Rapidité d'écriture¶
Lisibilité de la source et rapidité d'écriture, en soi, tirent dans des directions opposées. neumaRk ne choisit pas : il laisse choisir. On peut saisir la musique sous une forme compacte, ou sténographique, et laisser l'application l'étendre en une version plus lisible, tout en conservant une source NRK parfaitement équivalente.
Cela vaut en particulier pour les durées, saisies sous des formes implicites puis rendues explicites. La forme compacte n'est pas faite pour être relue comme de la prose : c'est un geste de saisie dont les symboles reflètent une pensée musicale. Par exemple — cette ligne :
a16 !!' .,'! .!,! '!,! | ! ?
est automatiquement étendue dans la forme explicite, chaque note écrite en toutes lettres :
a16 a16 a16 a'16^ a16 a,16 a'16 a16^ a16 a16 a,16 a16 a'16 a16 a,16 a16 | a16 a8.^ a4^ a2
c'est-à-dire une série de doubles croches sur LA sautant d'une octave à l'autre, avec quelques notes tenues. Une légende des quelques symboles en jeu :
| symbole | signification |
|---|---|
a16 |
note a, durée de double croche (hauteur et durée persistent) |
! |
répète la note précédente (même son, même durée) |
' |
comme !, mais une octave au-dessus |
, |
comme !, mais une octave en dessous |
. |
tient : prolonge la note précédente d'une unité par une liaison |
? |
remplit le reste de la mesure en tenant la note courante |
Une fois appris, ces symboles permettent de transcrire certaines phrases — notes répétées, sauts d'octave, notes tenues — à la vitesse à laquelle on les pense. Et la source reste malgré tout lisible : il suffit de demander à l'application la forme étendue.

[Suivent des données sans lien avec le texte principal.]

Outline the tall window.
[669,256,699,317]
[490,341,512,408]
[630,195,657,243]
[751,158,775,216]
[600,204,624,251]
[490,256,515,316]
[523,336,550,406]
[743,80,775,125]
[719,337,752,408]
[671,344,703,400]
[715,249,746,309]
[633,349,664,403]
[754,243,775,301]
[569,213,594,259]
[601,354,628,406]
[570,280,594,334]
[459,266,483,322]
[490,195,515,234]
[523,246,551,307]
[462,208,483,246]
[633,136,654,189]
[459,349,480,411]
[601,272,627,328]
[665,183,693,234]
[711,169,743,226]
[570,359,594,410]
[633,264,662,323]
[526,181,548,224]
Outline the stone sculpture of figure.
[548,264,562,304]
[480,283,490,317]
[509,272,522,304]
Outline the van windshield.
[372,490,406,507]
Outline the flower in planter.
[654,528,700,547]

Les paroles, elles aussi, peuvent être saisies sans se soucier de l'alignement manuel,
grâce au constructeur LYRICS, ensuite synchronisé avec la structure musicale.
Des constructions pensées pour le musicien¶
neumaRk introduit quelques éléments qui appartiennent difficilement à la tradition de
l'édition musicale, mais s'avèrent utiles à l'étude, en répétition ou sur scène. Parmi
eux : des sections repliables ou versionnables, des expressions de forme (PLAY et
FORM), des paroles en plusieurs langues, et des moyens rapides d'annoter accords, notes
et mesures avec un minimum de balisage.
L'objectif est de tirer parti, dans le langage, de ce qu'une partition sur appareil offre par rapport à la nature statique du papier ou du PDF.
Rendu immédiat¶
Enfin, le rendu est quasiment en temps réel. À la différence du cycle traditionnel « compiler et vérifier » de LilyPond, chaque modification s'affiche immédiatement, ce qui garde le processus d'écriture fluide.

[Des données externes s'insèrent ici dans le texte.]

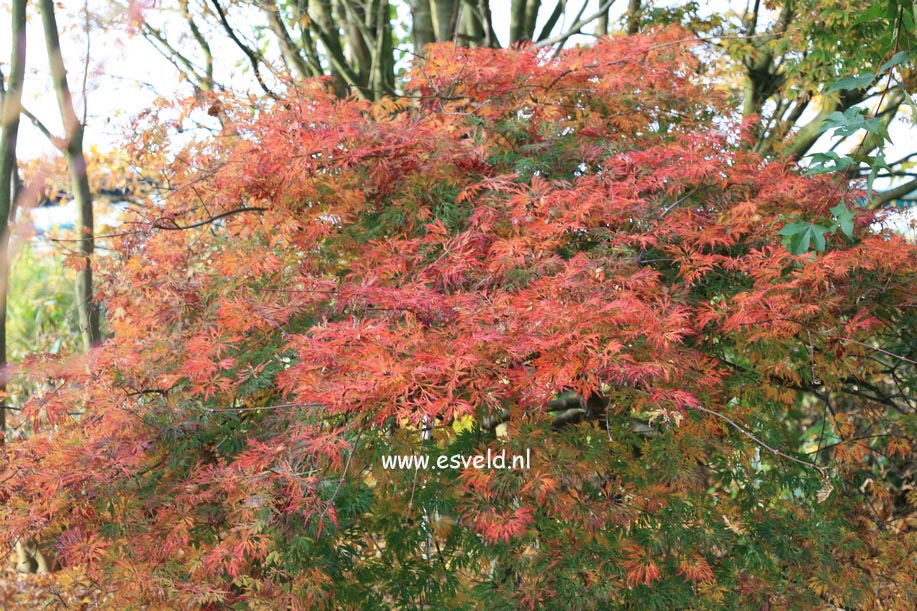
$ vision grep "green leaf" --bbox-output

En définitive, neumaRk ne se veut pas une alternative à ABC ou à LilyPond dans leur domaine naturel : ABC est excellent pour transcrire rapidement des mélodies monodiques, et LilyPond est un outil remarquable pour la gravure musicale de haute qualité. neumaRk naît d'un besoin différent : un langage pour écrire une lead sheet — ou une partition simple — du point de vue de celui qui la joue, en laissant au logiciel le soin de transformer cette description en une notation claire et lisible.